Genetic studies have revealed critical roles of transcription factor Pdr1 and the Mediator subunit Gal11A in regulating azole resistance in Candida glabrata. Recently, PDR1 gain-of-function (GOF) mutations have been shown to not only increase azole resistance but also enhance adherence during C. glabrata infection. However, mechanism of how Pdr1 regulates adherence, especially the implication of PDR1 GOF mutations in the regulation of the major adhesin gene EPA1, remains uncharacterized. Initially, we unexpectedly observed that expression of PDR1 harbouring GOF mutation G346D down-regulated EPA1 transcription and attenuated adherence to epithelial cells in different strain backgrounds. Given that PDR1 GOF mutations have been previously regarded as stimulators for adherence of this species, these findings prompted us to explore the regulation of EPA1 by wild-type Pdr1 and Pdr1 harbouring G346D mutation. Epitope tagged version of Pdr1 and Gal11A were utilized to determine the association of Pdr1 and Gal11A with EPA1 promoter.

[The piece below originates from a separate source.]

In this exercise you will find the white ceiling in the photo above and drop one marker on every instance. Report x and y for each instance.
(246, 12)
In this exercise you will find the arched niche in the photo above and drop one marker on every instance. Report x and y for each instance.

A combination of approaches including deletion, molecular, and biochemical assays showed that EPA1 is a direct target of Pdr1, and demonstrated for the first time that PDR1 G346D mutation decreases EPA1 expression and attenuates adherence to epithelial cells via enhancing recruitment of Gal11A. Taken together, our data propose a critical role of Gal11A in Pdr1-regulated EPA1 expression and adherence to epithelial cells, which could be utilized a novel therapeutic target for the treatment of hyper-adherent C. glabrata infection.

遗传学研究揭示了转录因子Pdr1和介体亚基Gal11A在调节光滑念珠菌中对唑的抗性中的关键作用。最近，已显示PDR1功能获得（GOF）突变不仅增加了对唑的抗性，而且还增强了光滑小球藻感染期间的依从性。然而，Pdr1如何调节粘附，尤其是主要粘附素基因EPA1的调节中PDR1 GOF突变的含义的机制仍然未知。最初，我们意外地观察到带有GOF突变G346D的PDR1的表达下调了EPA1转录和在不同菌株背景下对上皮细胞的粘附减弱。鉴于先前已将PDR1 GOF突变视为该物种粘附的刺激物，因此这些发现促使我们探索野生型Pdr1和具有G346D突变的Pdr1对EPA1的调控。利用Pdr1和Gal11A的表位标记版本来确定Pdr1和Gal11A与EPA1启动子的关联。包括缺失，分子和生化分析在内的多种方法的组合表明EPA1是Pdr1的直接靶标，并首次证明PDR1 G346D突变降低了EPA1表达并通过增强Gal11A的募集减弱对上皮细胞的粘附。综上所述，我们的数据提出了Gal11A在Pdr1调控的EPA1表达和对上皮细胞的粘附中的关键作用，可将其用作治疗高粘附性光滑毛囊梭菌感染的新型治疗靶标。